Bercovici recommends that companies "opt for GPUs when they need to move fast and time to market matters. GPUs leverage standard infrastructure and the largest developer ecosystem, handle dynamic and complex workloads that TPUs aren't optimized for, and deploy into existing on-premises standards-based data centers without requiring custom power and networking rebuilds."
Additionally, the ubiquity of GPUs means that there is more engineering talent available. TPUs demand a rare skillset. "Leveraging the power of TPUs requires an organization to have engineering depth, which means being able to recruit and retain the rare engineering talent that can write custom kernels and optimize compilers," Bercovici said.
In practice, Ironwood’s advantages can be realized mostly for enterprises with large, tensor-heavy workloads. Organizations requiring broader hardware flexibility, hybrid-cloud strategies, or HPC-style versatility may find GPUs the better fit. In many cases, a hybrid approach combining the two may offer the best balance of specialization and flexibility.
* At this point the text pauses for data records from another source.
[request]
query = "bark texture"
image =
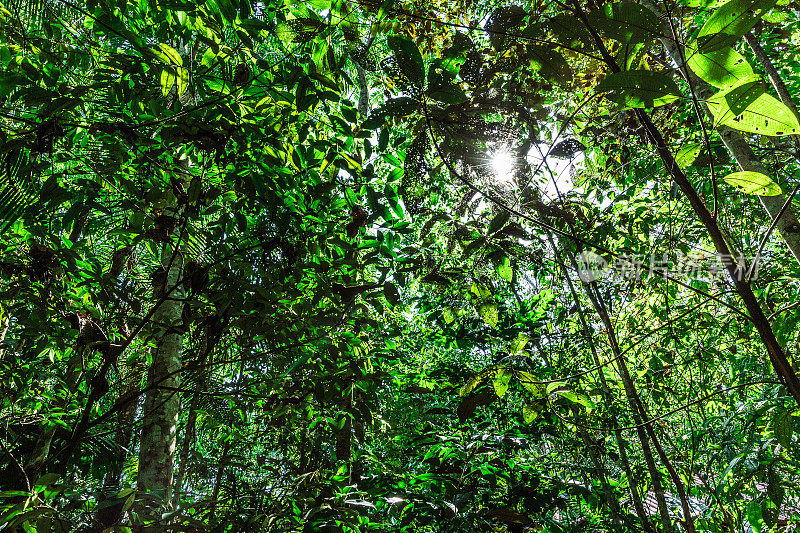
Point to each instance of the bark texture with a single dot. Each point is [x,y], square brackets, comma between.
[737,145]
[162,401]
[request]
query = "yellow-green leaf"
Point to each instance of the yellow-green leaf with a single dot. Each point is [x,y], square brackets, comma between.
[687,155]
[501,381]
[753,183]
[721,68]
[171,53]
[764,115]
[182,80]
[488,313]
[531,384]
[167,81]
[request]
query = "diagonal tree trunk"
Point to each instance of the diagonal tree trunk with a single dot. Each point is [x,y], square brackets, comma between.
[722,246]
[737,145]
[772,73]
[162,401]
[636,497]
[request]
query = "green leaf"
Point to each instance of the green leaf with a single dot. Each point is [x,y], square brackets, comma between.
[782,426]
[626,22]
[753,183]
[739,97]
[409,59]
[687,155]
[530,411]
[182,80]
[518,344]
[480,291]
[764,115]
[504,270]
[473,382]
[548,63]
[391,293]
[167,81]
[501,381]
[442,85]
[639,88]
[715,41]
[488,313]
[499,220]
[171,53]
[531,384]
[721,68]
[736,17]
[754,516]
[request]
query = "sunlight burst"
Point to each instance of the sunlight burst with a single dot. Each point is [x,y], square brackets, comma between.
[503,162]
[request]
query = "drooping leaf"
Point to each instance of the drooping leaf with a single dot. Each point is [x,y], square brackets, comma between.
[753,183]
[741,96]
[721,68]
[519,344]
[764,115]
[503,24]
[715,41]
[687,154]
[488,313]
[566,148]
[736,17]
[550,64]
[442,84]
[409,59]
[639,88]
[167,81]
[501,380]
[626,22]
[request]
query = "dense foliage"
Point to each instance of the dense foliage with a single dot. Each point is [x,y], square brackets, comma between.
[439,265]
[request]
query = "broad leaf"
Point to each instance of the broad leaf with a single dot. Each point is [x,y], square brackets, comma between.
[639,88]
[626,22]
[687,154]
[409,59]
[764,115]
[736,17]
[721,68]
[488,313]
[501,381]
[753,183]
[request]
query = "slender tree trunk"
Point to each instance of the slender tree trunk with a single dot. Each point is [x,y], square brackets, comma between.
[737,145]
[160,412]
[218,481]
[772,73]
[186,447]
[639,409]
[733,263]
[636,497]
[125,418]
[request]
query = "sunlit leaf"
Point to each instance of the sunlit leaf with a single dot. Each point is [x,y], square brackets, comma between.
[753,183]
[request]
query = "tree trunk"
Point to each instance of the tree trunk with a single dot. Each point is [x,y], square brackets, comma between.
[160,413]
[737,145]
[772,73]
[636,497]
[640,412]
[125,418]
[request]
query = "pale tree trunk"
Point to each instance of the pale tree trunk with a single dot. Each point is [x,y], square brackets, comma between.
[162,401]
[737,145]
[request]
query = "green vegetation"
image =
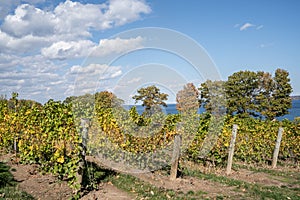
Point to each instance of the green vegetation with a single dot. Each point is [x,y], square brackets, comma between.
[151,97]
[253,93]
[49,134]
[8,189]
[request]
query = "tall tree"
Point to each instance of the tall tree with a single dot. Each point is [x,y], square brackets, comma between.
[213,96]
[241,91]
[151,97]
[188,99]
[281,99]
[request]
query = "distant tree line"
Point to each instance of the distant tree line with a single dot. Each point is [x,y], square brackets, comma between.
[245,93]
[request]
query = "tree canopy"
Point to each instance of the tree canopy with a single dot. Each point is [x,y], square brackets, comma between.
[151,97]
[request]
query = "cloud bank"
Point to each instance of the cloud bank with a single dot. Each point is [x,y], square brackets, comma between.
[37,44]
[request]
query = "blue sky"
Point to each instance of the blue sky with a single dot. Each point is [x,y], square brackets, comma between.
[46,47]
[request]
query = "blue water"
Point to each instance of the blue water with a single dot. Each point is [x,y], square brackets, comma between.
[171,109]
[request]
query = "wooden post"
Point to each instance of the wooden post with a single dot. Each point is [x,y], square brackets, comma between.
[277,146]
[84,123]
[231,148]
[175,157]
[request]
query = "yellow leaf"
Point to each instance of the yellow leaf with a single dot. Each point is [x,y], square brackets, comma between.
[61,159]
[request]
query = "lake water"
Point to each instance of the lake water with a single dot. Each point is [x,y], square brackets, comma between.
[171,109]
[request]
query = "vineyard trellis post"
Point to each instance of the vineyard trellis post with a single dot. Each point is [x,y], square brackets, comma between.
[84,124]
[231,148]
[175,157]
[277,146]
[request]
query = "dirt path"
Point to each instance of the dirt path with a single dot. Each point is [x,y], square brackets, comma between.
[212,189]
[47,187]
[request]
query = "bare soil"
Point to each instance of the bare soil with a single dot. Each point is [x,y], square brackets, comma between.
[47,187]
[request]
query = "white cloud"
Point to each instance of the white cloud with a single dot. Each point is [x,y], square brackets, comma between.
[32,27]
[266,45]
[82,48]
[90,78]
[121,12]
[36,43]
[117,45]
[246,26]
[63,50]
[259,27]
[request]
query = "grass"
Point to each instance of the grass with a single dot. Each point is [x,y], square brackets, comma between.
[8,187]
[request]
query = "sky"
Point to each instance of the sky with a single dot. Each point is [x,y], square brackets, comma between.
[55,49]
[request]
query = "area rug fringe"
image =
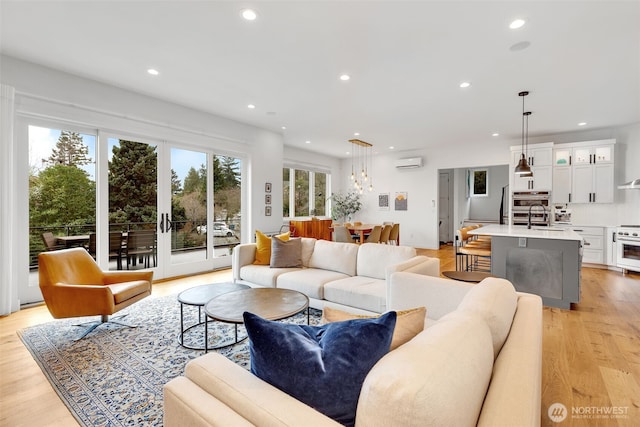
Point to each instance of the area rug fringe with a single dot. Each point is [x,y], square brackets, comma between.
[114,376]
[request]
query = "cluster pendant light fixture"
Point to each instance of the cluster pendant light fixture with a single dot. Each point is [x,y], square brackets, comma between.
[361,163]
[523,169]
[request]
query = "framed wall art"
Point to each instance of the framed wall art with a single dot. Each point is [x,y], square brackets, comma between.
[383,201]
[401,201]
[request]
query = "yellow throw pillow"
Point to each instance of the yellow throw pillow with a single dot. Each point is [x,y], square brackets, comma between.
[263,247]
[408,324]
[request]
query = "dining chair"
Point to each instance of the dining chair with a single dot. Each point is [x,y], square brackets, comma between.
[73,285]
[394,236]
[374,236]
[50,243]
[341,234]
[385,233]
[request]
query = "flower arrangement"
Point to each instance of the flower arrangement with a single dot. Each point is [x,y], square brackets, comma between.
[344,205]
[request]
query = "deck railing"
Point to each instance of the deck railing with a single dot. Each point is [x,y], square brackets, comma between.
[185,236]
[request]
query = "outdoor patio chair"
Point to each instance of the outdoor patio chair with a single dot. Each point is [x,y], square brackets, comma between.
[50,242]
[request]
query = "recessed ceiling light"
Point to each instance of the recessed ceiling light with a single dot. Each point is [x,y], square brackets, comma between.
[249,14]
[517,23]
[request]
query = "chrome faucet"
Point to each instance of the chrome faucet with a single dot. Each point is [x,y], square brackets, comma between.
[543,209]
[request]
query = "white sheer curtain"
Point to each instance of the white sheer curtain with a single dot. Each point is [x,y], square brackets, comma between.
[9,301]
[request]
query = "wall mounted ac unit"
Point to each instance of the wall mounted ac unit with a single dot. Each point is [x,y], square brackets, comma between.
[409,163]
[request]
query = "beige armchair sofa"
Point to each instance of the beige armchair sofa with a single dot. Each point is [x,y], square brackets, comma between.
[478,362]
[341,275]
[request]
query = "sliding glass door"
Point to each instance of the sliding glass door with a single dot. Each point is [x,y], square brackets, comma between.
[62,195]
[130,202]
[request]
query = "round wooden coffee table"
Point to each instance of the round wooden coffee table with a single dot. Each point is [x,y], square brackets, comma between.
[198,296]
[467,276]
[268,303]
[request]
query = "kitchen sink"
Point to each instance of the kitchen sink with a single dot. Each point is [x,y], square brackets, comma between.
[548,228]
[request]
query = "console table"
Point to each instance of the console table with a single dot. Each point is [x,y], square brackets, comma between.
[316,228]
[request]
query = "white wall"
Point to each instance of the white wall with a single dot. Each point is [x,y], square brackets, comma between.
[488,208]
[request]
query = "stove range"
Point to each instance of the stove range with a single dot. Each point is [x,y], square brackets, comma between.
[628,247]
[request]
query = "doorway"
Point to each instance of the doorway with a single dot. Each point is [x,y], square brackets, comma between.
[445,206]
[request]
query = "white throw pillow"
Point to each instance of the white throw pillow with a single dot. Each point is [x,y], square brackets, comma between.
[334,256]
[495,300]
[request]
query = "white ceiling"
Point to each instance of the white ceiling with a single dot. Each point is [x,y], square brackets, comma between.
[406,61]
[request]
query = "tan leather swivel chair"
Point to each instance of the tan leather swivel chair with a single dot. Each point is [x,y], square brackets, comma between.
[73,285]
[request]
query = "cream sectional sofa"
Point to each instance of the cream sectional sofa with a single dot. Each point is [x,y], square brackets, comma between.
[477,362]
[341,275]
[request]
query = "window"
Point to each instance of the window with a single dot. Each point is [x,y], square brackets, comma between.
[479,183]
[304,193]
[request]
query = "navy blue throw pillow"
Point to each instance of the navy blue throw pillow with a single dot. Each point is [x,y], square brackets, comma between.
[322,366]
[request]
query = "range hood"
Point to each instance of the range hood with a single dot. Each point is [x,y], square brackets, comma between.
[631,185]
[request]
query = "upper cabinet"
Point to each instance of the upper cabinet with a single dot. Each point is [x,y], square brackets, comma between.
[540,159]
[583,172]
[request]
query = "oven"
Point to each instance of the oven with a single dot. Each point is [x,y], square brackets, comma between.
[536,202]
[628,246]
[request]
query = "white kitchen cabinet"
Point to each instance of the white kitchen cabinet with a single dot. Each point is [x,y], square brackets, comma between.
[539,156]
[593,154]
[592,183]
[593,244]
[583,172]
[562,156]
[561,192]
[610,246]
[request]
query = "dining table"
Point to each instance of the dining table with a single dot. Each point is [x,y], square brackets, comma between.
[73,240]
[361,230]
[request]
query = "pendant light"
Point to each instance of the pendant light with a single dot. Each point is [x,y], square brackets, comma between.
[360,173]
[523,169]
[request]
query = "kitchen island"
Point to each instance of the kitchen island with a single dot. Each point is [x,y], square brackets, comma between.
[544,261]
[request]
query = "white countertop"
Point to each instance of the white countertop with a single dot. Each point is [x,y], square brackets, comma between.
[551,233]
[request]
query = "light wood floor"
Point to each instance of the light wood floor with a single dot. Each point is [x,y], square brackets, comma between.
[591,354]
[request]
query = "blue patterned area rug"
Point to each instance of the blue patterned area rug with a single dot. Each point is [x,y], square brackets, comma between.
[114,376]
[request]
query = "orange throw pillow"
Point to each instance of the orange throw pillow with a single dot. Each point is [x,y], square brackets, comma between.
[263,247]
[409,322]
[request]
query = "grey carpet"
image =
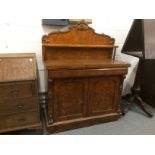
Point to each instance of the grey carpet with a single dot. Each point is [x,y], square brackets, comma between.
[135,122]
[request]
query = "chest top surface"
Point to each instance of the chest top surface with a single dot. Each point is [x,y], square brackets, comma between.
[16,67]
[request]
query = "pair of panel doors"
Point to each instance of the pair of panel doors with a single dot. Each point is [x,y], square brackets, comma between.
[73,98]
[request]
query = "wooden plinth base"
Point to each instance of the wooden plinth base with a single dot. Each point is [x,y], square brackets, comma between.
[82,122]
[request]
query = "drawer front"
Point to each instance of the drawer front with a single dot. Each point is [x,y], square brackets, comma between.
[17,90]
[18,105]
[58,74]
[19,120]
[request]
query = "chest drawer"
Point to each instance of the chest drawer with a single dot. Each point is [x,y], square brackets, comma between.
[16,90]
[19,120]
[18,105]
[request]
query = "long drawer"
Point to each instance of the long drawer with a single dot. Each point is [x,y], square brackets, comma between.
[18,105]
[54,74]
[20,120]
[17,89]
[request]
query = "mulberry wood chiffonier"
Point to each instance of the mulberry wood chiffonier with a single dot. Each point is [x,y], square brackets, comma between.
[84,79]
[19,104]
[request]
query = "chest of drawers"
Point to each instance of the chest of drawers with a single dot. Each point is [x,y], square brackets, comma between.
[19,104]
[84,79]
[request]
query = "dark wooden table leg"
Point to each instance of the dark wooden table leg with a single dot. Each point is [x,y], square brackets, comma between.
[141,105]
[130,101]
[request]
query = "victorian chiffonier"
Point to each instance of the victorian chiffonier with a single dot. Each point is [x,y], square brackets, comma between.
[84,79]
[19,104]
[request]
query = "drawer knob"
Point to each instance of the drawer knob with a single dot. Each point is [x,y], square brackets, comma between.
[20,106]
[22,119]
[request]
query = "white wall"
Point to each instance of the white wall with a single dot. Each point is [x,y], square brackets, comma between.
[24,35]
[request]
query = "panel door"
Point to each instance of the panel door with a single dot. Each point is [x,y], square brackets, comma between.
[103,95]
[69,99]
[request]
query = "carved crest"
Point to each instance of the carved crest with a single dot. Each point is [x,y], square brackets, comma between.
[78,34]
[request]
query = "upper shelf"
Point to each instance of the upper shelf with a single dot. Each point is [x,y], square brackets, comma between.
[79,46]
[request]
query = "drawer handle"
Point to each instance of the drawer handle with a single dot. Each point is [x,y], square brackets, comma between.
[15,92]
[22,119]
[20,106]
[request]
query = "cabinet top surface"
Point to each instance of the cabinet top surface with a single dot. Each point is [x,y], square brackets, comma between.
[17,67]
[85,64]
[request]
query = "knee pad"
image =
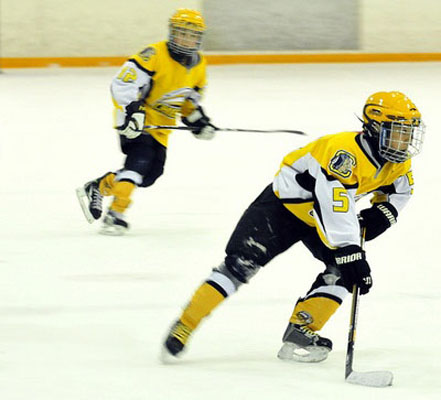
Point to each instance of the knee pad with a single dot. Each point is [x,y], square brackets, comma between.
[150,178]
[122,191]
[225,279]
[240,268]
[329,284]
[106,184]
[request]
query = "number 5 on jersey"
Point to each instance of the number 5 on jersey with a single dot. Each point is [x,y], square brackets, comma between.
[340,200]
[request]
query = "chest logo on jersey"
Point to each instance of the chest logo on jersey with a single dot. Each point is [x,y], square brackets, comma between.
[147,53]
[342,163]
[170,104]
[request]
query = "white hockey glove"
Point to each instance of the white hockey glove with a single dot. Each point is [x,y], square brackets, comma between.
[133,125]
[200,125]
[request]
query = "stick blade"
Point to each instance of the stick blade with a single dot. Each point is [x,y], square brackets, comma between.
[373,378]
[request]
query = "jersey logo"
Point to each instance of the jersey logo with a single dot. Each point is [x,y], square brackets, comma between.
[147,53]
[170,104]
[342,163]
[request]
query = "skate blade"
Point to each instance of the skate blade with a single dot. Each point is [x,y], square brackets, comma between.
[82,196]
[112,230]
[372,378]
[166,358]
[308,354]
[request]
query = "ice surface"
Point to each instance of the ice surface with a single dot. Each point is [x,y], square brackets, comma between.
[82,316]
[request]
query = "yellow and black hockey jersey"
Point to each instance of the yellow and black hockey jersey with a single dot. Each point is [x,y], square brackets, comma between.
[169,89]
[321,182]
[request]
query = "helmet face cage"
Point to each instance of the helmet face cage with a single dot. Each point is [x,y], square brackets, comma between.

The future of AI architecture
The competition for AI hardware dominance is heating up, but it's far too early to predict a winner — or if there will even be a winner at all. With Nvidia and Google innovating at such a rapid pace and companies like Amazon joining the fray, the highest-performing AI systems of the future could be hybrid, integrating both TPUs and GPUs.
"Google Cloud is experiencing accelerating demand for both our custom TPUs and Nvidia GPUs,” a Google spokesperson told VentureBeat. “As a result, we are significantly expanding our Nvidia GPU offerings to meet substantial customer demand. The reality is that the majority of our Google Cloud customers use both GPUs and TPUs. With our wide selection of the latest Nvidia GPUs and seven generations of custom TPUs, we offer customers the flexibility of choice to optimize for their specific needs."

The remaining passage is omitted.